ASSISI – Varcare la soglia della Basilica superiore di Assisi è come narrare a noi stessi da dove gli umbri provengono in un salto indietro nel tempo che racconta fiabe immaginarie, racconti epici e miseria, povertà e lebbra, ma anche un profondo senso di spiritualità che da sempre ispira questa regione nel cuore d’Italia. Gli affreschi di Giotto evocano quel tempo lontano, ma intriso di storia e di un’arte che si fa narrazione pur nella doppia relazione di una prospettiva inesistente, ma di una visione superba e inimitabile. Ambientare in questo contesto lo spettacolo “Francesco con Aldo Cazzullo e Angelo Branduardi ha significato trovare l’ambito più adeguato per evocare quel Medioevo prodigo di santi-eroi che nel nome di Dio produssero tra le più alte forme del pensiero umano. Lo spettacolo messo in scena nella Basilica Superiore di San Francesco d’Assisi, è stato molto più di una rappresentazione: un’esperienza di ascolto e di contemplazione, in cui parola, musica e spazio sacro si sono fusi in un unico respiro.

La voce di Cazzullo, limpida e narrante, ha guidato il pubblico lungo la vita di Francesco d’Assisi senza retorica né agiografia facile. Il suo racconto, saldo nelle fonti ma capace di vibrare nel presente, ha restituito un Francesco radicale, inquieto, sorprendentemente attuale: un uomo che sceglie la povertà non come rinuncia, ma come libertà; la pace non come idea astratta, ma come gesto quotidiano. Le parole, pronunciate sotto le volte della Basilica, sembravano dialogare con la pietra stessa, assumendo un peso e una risonanza quasi fisica.

Accanto, e dentro, questo racconto, la musica di Angelo Branduardi, accompagnato al pianoforte da Fabio Valdemarin, ha agito come una seconda voce, più antica e più misteriosa. I suoi canti – essenziali, spirituali, arcaici – che hanno ripercorso le laudi francescane, non hanno illustrato il testo, ma lo hanno attraversato, aprendo varchi emotivi e simbolici. Branduardi non accompagna: evoca. Le sue melodie, sospese tra Medioevo e senza tempo, sembravano nascere dagli affreschi stessi.
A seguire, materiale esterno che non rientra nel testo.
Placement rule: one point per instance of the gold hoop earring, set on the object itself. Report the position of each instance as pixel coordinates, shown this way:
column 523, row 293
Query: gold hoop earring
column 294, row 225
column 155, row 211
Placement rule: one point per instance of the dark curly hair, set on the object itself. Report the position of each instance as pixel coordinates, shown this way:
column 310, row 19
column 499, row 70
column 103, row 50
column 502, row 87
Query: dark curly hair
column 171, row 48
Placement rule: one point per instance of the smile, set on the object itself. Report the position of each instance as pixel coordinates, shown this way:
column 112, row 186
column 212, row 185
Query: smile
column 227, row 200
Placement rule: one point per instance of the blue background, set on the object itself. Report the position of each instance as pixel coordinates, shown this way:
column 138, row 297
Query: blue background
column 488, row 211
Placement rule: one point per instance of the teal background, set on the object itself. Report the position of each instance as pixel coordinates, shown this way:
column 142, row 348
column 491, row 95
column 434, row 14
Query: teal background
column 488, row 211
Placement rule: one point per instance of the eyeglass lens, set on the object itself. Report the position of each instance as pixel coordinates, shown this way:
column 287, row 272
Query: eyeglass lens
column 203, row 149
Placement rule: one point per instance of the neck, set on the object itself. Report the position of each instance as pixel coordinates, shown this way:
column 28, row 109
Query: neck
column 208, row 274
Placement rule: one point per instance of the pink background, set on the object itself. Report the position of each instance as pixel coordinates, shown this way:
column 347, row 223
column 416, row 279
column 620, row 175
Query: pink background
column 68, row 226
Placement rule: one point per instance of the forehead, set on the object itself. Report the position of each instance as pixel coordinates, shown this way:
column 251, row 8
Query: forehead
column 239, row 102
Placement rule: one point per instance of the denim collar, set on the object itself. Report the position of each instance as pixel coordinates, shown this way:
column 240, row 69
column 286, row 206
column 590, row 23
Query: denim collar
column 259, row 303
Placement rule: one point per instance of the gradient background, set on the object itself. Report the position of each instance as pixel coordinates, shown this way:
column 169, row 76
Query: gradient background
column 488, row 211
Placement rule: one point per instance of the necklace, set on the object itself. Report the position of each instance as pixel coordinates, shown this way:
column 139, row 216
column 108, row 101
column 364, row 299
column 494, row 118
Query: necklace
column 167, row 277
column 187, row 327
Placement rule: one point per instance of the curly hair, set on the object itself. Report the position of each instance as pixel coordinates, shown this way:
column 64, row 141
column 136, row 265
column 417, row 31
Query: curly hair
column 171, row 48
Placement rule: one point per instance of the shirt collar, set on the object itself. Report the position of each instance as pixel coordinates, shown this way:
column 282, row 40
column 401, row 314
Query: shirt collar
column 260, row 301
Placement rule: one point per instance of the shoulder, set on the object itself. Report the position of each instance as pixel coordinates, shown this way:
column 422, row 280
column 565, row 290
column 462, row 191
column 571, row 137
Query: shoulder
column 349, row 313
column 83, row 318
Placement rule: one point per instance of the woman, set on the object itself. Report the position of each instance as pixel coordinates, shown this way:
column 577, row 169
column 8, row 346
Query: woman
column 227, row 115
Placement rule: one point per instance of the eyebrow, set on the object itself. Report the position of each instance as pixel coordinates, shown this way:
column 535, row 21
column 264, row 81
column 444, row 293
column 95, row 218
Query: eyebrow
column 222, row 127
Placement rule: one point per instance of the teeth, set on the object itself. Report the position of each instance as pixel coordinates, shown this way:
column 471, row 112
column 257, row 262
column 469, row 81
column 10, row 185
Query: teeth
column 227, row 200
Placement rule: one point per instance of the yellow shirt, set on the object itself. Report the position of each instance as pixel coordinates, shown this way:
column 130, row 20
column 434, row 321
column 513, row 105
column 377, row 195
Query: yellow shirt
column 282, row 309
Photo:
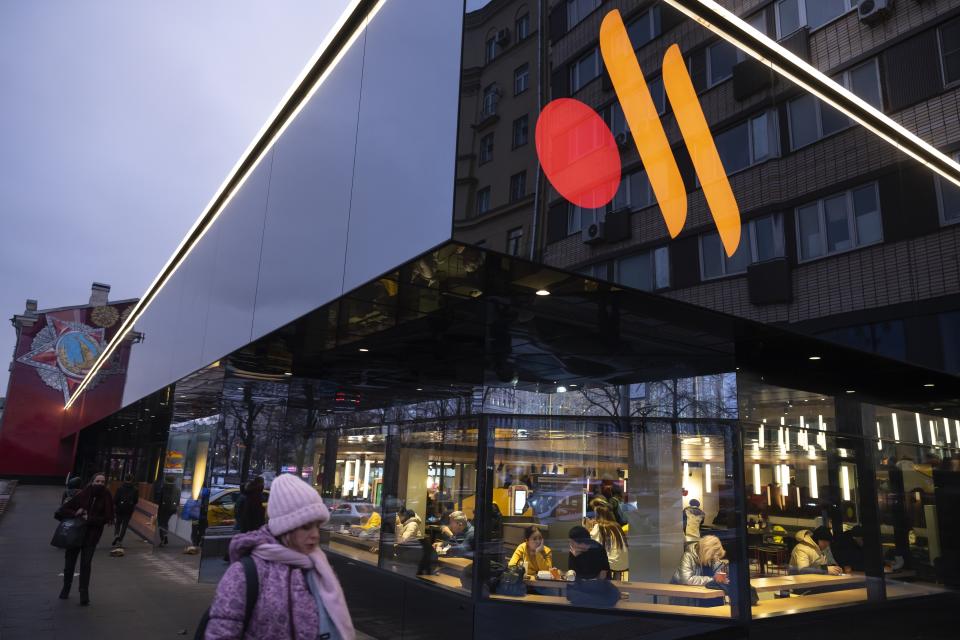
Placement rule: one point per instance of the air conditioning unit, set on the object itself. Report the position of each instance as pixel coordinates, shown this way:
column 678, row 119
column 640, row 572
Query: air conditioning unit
column 593, row 233
column 873, row 11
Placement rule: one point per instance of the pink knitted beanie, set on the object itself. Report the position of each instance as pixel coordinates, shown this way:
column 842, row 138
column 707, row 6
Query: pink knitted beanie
column 293, row 503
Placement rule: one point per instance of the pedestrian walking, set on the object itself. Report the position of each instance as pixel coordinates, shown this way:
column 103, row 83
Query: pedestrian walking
column 299, row 595
column 251, row 514
column 95, row 505
column 124, row 504
column 167, row 503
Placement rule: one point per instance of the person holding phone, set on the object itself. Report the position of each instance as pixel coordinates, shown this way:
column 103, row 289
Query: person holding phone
column 532, row 554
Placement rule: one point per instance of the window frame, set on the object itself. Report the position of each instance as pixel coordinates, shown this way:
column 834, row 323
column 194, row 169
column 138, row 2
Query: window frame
column 851, row 223
column 525, row 68
column 845, row 81
column 941, row 210
column 651, row 255
column 518, row 238
column 485, row 153
column 485, row 191
column 943, row 63
column 850, row 5
column 525, row 19
column 574, row 70
column 754, row 248
column 525, row 121
column 518, row 178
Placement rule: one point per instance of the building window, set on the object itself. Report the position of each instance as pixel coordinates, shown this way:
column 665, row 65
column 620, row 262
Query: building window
column 491, row 97
column 748, row 143
column 518, row 186
column 522, row 27
column 811, row 120
column 483, row 201
column 577, row 10
column 490, row 49
column 839, row 223
column 647, row 271
column 950, row 50
column 486, row 148
column 644, row 28
column 721, row 57
column 584, row 70
column 760, row 239
column 521, row 79
column 521, row 131
column 515, row 241
column 948, row 195
column 793, row 14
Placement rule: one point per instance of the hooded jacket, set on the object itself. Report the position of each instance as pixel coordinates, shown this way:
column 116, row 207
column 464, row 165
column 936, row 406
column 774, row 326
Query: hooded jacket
column 807, row 556
column 692, row 572
column 98, row 505
column 284, row 602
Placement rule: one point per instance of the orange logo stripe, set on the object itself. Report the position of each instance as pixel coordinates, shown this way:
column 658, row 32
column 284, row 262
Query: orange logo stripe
column 703, row 150
column 641, row 114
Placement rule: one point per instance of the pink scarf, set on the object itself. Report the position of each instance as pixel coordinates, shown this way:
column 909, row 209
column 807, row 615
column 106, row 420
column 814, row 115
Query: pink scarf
column 330, row 592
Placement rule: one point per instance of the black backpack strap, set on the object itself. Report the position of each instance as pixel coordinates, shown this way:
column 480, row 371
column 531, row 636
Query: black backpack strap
column 253, row 589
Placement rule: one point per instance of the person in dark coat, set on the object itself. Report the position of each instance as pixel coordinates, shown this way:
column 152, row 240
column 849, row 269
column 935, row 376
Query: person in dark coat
column 847, row 549
column 167, row 503
column 95, row 505
column 251, row 513
column 124, row 504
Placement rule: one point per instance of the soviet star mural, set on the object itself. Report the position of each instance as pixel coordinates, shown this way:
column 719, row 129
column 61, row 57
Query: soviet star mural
column 63, row 352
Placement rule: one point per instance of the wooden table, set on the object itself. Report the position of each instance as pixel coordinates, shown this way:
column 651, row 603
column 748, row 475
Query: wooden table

Ed è proprio il contesto a rendere lo spettacolo irripetibile. Gli affreschi giotteschi della Basilica Superiore non erano semplice sfondo, ma presenza viva: la vita di Francesco dipinta da Giotto tornava a raccontarsi attraverso voce e musica, in un gioco di rimandi tra immagine, parola e suono. Guardando quelle scene mentre si ascoltava la storia, si aveva la sensazione che il tempo si piegasse, che il XIII secolo e il nostro presente potessero coincidere per un istante.

“Francesco” è uno spettacolo sobrio, intenso, profondamente rispettoso del luogo e del personaggio che evoca. Non cerca l’effetto, ma la verità emotiva; non alza la voce, ma arriva lontano. Uscendo dalla Basilica, si aveva la percezione di aver assistito non solo a un evento culturale, ma a un momento di silenziosa meditazione condivisa, in cui arte, fede e bellezza hanno trovato un raro equilibrio.

Le varie fasi dello spettacolo sono state interamente registrate dai tecnici delle rete tivù La7: ne scaturirà un programma che presto sarà messo in onda per la serie “Una Giornata particolare” condotta dallo stesso Aldo Cazzullo.